Like david i too am required to intubate. Generally several times in a week. It was/is an expectation by boss didn't take lightly and neither should yours. I received signifcant training including an anesthesia rotation and formal class work. It cost the hosptial a ton of money that my boss feels was worth every dime.
It is not enough to intubate a dummy. It is the technique of learning 'airway management' that will save your butt in a difficult situation. Not every airway is accessible with a ETT and anyone who has stood at the head of the bed knows this. Learning to use a BMV corretly will save you 9 times out of 10.
I would strongly advise that if your institution demands this that at the very LEAST you attend a intense workshop called by titled 'the difficult airway'. (http://www.theairwaysite.com
). It is run by a variety of professionals who are skilled in training. It is also alot of fun and you will have a new respect for the person intubating and the airway. Intubating is more than sticking a tube down someones throat. It involves evaluation and even deciding what drugs to give if needed. Also, how are you going to decide on the right vent settings?? ANd what do you do when you have a failed airway?????
This sounds very risky. I would find out if anesthesia is available.
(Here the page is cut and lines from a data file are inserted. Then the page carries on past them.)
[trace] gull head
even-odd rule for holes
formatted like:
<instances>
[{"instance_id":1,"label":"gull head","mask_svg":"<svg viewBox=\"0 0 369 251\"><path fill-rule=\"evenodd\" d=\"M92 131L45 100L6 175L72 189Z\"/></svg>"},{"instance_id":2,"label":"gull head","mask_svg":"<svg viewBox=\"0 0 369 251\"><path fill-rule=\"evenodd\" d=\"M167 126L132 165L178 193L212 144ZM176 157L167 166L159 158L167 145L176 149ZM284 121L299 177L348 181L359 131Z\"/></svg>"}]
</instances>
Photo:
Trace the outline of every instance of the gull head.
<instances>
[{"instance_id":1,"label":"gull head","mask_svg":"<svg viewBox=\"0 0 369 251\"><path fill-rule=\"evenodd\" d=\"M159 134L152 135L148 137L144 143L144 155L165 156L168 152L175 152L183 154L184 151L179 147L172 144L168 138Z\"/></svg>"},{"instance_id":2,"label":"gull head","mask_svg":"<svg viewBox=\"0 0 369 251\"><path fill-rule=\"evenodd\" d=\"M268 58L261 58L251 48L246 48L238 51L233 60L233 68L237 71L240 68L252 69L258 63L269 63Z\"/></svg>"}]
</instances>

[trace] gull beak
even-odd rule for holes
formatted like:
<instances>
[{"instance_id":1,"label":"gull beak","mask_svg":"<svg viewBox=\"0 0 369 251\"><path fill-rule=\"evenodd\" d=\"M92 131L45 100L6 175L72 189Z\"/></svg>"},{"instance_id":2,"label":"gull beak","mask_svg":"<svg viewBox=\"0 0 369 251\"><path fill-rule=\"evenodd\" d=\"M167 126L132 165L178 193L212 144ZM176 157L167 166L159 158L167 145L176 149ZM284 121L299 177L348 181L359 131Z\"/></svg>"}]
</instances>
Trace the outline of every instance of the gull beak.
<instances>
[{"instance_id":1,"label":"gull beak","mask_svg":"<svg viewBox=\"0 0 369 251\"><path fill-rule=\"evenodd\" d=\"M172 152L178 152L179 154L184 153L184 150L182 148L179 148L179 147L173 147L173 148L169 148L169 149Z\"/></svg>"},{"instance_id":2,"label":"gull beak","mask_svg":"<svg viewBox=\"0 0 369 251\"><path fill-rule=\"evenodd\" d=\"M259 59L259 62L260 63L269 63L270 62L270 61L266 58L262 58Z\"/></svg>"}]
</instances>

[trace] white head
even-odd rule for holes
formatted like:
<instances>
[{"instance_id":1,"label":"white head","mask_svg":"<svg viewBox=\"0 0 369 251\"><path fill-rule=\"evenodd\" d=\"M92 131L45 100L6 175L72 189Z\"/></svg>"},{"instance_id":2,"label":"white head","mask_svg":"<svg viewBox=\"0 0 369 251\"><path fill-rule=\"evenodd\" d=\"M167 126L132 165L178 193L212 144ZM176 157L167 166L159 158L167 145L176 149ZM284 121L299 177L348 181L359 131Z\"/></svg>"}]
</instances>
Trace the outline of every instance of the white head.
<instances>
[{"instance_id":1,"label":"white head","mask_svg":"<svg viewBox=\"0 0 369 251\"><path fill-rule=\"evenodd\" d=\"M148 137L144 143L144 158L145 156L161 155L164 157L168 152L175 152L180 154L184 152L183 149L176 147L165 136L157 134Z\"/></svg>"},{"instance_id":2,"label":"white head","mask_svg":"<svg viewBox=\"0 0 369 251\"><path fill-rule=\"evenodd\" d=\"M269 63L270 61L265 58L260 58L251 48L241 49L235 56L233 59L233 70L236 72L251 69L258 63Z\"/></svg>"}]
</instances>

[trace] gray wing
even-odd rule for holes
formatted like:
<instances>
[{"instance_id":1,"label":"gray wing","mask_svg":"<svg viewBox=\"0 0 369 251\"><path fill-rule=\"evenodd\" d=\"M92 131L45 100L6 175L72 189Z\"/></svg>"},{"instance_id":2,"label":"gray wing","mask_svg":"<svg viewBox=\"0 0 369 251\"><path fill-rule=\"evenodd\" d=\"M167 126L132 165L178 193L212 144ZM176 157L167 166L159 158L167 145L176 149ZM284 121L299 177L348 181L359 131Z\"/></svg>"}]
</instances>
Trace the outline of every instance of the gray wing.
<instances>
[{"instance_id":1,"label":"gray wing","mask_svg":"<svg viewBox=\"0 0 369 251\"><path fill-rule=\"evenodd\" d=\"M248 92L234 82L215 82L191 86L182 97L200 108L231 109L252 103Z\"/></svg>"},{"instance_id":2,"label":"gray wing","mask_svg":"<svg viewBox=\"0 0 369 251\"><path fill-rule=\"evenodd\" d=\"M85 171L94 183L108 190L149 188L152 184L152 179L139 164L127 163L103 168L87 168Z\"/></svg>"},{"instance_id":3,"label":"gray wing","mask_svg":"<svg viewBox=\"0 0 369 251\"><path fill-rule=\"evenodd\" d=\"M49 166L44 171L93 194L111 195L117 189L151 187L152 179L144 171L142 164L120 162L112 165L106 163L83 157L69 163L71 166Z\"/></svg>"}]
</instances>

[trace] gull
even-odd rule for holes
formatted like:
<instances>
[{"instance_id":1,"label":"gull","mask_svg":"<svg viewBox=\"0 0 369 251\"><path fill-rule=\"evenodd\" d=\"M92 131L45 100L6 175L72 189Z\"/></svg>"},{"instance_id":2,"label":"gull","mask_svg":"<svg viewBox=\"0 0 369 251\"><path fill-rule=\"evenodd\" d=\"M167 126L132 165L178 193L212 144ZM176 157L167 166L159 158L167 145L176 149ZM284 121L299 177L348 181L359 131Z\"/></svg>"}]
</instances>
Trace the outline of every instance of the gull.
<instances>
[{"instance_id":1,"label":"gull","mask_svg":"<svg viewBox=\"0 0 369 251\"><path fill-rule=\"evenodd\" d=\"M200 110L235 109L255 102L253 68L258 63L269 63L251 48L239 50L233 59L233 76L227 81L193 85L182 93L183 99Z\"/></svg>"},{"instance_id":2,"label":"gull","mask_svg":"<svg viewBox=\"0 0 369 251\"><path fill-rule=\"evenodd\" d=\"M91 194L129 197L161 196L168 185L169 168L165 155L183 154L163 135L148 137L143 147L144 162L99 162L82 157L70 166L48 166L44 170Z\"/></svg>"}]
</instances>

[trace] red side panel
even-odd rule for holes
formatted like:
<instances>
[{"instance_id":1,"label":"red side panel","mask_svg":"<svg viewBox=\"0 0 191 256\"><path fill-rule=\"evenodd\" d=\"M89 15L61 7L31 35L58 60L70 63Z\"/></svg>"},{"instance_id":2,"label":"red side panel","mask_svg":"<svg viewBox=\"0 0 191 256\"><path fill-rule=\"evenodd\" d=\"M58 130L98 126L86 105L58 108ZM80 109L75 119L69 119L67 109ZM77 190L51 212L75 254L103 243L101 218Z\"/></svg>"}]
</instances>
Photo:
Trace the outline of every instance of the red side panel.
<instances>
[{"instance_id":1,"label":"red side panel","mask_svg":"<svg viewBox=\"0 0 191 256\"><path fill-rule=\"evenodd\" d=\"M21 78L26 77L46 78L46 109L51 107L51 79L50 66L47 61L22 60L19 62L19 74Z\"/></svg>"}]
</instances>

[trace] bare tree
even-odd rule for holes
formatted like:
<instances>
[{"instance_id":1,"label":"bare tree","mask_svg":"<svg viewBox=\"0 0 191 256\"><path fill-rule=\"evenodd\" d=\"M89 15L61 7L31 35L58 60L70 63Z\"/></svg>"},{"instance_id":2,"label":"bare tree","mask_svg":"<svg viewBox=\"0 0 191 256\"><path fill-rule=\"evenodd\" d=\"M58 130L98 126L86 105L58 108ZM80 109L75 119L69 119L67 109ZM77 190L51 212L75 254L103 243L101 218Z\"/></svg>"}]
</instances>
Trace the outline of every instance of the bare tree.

As well I would rather see a trained respiratory therapist doing this before an RN who passed ACLS. Before you touch a #3 mac blade know excatly the liablity involved.
In short: It doesn't matter if it is a 109 year old with near brain death with no limbs and minimal chance of survival...if you intubate their esophagus and they die...it's considered an 'avoidable death'. Let the hospital hire a PA/NP/RT or a resident to cover such things. Don't let the hospitals frugalness cost you your license.
Teach your manager how to do her job...have her/him speak to Risk Management and let them do the internet search.